Both pro-choice and pro-life advocates alike supported the bill when it was passed, specifically because it is applicable only to criminal cases (and not those involving abortions). It does not apply to abortion cases because it does not recognize the unborn fetus as a "person"; this was critical to Planned Parenthood of Maryland’s support of the bill three years ago.

Under the statute, a “person who intended to cause the death of a viable fetus" can be prosecuted in a murder case. Maryland joins 34 other states which recognize unborn children as victims in murder cases (according to the National Right to Life Committee).

Source: The Daily Record

Saturday, April 12, 2008

New Speed Camera Bill likely to Pass in MD; Details emerge on ticket revenue flows

Just as a new speed camera bill is expected to pass the Maryland House (after passing the Senate), details emerge that Texas-based Affiliated Computer System, Inc., is receiving almost 40% of every citation issued by their speed cameras, or $16.25 of every $40 ticket.

A press release of ACS relates that "Under the contract [with Montgomery County], ACS processes violations; generates and mails notices; schedules adjudication and appeals appointments; provides document imaging and correspondence management; provides walk-in customer service; maintains camera equipment; and provides pay-by-web, pay-by-phone, and integrated voice response systems".

Though these services are extensive, such high fees, almost half of which are flowing out of the State of Maryland, raises questions about the usefulness of this method of enforcement. 

Source: The Sentinel

O'Malley signs more than 100 bills into Law

Among the bills that Maryland Governor Martin O'Malley signed into law in early April are those that relate to energy efficiency. These bills prod Maryland energy companies to sell more alternate energy sources, and Maryland as a state to reduce power use by fifteen percent in the next seven years.

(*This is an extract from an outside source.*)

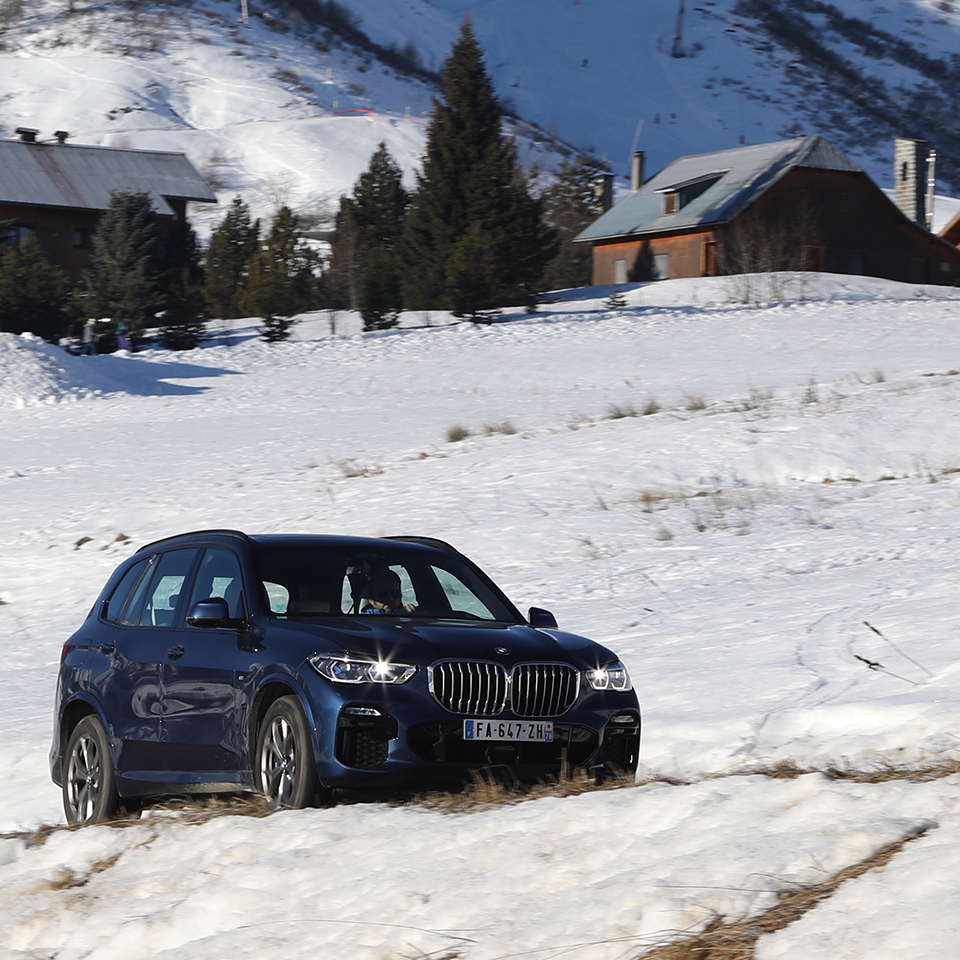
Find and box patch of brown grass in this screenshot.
[391,770,636,813]
[636,831,925,960]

One bill that was not passed involved a movement to cut carbon dioxide emission 90 percent by 2050.

Additional measures included a mortgage lending reform measure, a repeal of computer service tax, and permission for banks to wave closing costs on mortgages paid before due.

Source: MD Daily Record

Perdue asks Tyson to Stop Misleading Claims

Tyson claims its chickens do not contain antibiotics that may contribute to drug resistance in humans. The curiosity is that no poultry producer is known to have such products. Perdue, which is based in Salisbury, MD, has asked a federal judge to stop making such claims regarding antibiotics used in its chickens.

Perdue claims it has lost around $10M in the last year due to the claim's by Arkansas based Tyson.